Колька лёг на живот и ползком подобрался ближе. Мы тоже подползли. У самой земли было прохладнее, но мы подобрались настолько, что опять стало жарко. Картофельная ботва вокруг скорчилась и обвисла, как тряпичная, а около нас она высохла совсем и шуршала, как сено.

Кроме меня, Шурки и Кольки, тут было ещё несколько ребятишек. Все они, кто сидя, кто стоя, с прищуром смотрели на огонь.

– Как на войне… – сказал один из них. – Танки подбитые, наверное, вот так же горят. Ага?

– Танки не горят, – возразил Колька. – Они железные. А вот машины горят – у них кузова деревянные.

– И танки горят, хоть и железные. Железо-то керосином пахнет, ведь там – моторы, чего же им не гореть. С керосином хоть что сгорит, – проговорил тот же голос.

Внутри бани что-то тяжело рухнуло. Нас обдала волна жара и осыпало искрами. Мы только пригнули головы, но не отодвинулись.

Я подумал, что бомбы вот так же ухают. Только громче. Говорят, от разрыва бомб что-то лопается в ушах. А тут даже не больно – значит, бомбы громче.

Мы лежали, словно в огромной духовке, со всех сторон окутанные теплом; только земля сквозь штаны холодила колени. Хотелось вот так лежать и лежать, не двигаясь и не разговаривая, следить, как неудержимые вихри пляшут на худом срубе бани, да слушать беспрестанное потрескивание горящего дерева…

Рядом шлёпнулась пятнистая головешка.

Вдруг из темноты, со стороны двора, раздался сердитый крик:

– Ах вы, нечистые духи! Что вы тут делаете?!

– Граммофониха! – воскликнул кто-то.

Мигом вскочив на ноги, мы кинулись к ограде. Тётку Марфу мы недолюбливали и побаивались, потому что она была криклива и сердита и при всяком случае норовила расправиться с нами, причём неизвестно за что. Наверно, кто-то из нашей братии когда-то ей круто насолил, и нам вот теперь приходилось расхлёбывать эту кашу.

Граммофониха выбежала на освещённый круг и, уже не видя нас, начала трясти кулаками и, не двигаясь с места, грозить:

– Всё равно ведь догоню, басурманы вы этакие!

Мы уселись на жерди, и Колька крикнул:

– Не догонишь! Тут крапива.

– Догоню. Не сегодня, так завтра поймаю.

– А ты не знаешь, кто здесь, – не унимался Колька.

– Зна-аю!.. Кому же быть, кроме Петьки.

Мы от смеха чуть не свалились с жердей, потому что как раз Петьки среди нас и не было – он позавчера уехал к тётке в соседнюю деревню, где была МТС и где он промышлял зубчатые колёса для гонялки.

– Смейтесь, смейтесь, окаянные! – угрожающе кричала Граммофониха.

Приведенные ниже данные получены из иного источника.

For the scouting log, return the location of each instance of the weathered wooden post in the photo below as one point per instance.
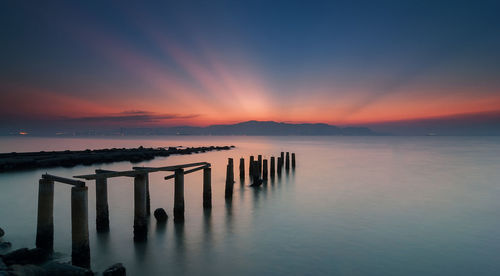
(207, 188)
(260, 163)
(179, 195)
(140, 222)
(264, 169)
(229, 183)
(80, 255)
(148, 198)
(280, 165)
(273, 168)
(287, 162)
(45, 219)
(231, 170)
(250, 167)
(256, 175)
(102, 209)
(242, 168)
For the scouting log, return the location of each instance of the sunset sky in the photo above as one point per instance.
(211, 62)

Колька хотел снова ответить чем-то дразнящим, но Шурка опередил его:

– Тёть Марф, мы ведь ничего не делаем!

– Конечно, ничего! – поддержали вокруг ребятишки. – Мы так просто!

– А вы хоть и ничего не делаете, а такого понатворите, что не приведи господь… – Она пригнулась, увидела, должно быть, примятую ботву, снова выпрямилась и заорала: – Ничего, говорите! Да вы же мне пол-огорода вытоптали! Ах, ироды! Да я вас… – Граммофониха неожиданно сорвалась с места и неуклюже побежала в нашу сторону.

Мы спрыгнули с жердей и удрали на другую улицу.

Несколько дней вспоминали мы о пожаре. Спрашивали друг друга, что было бы, если бы рядом с баней находился сеновал, а рядом с тем сеновалом – ещё пять сеновалов, а за ними – ещё сто. Получилось бы море огня, и вряд ли нашего озера хватило бы, чтобы затушить его.

Как-то, возвращаясь в темноте с вечёрки, мы перед домом Граммофонихи увидели белый сруб новой бани. Сруб был низким, его следовало наращивать. Работу, видно, прервал сенокос, и надолго – до осени: ведь за сенокосом – уборочная.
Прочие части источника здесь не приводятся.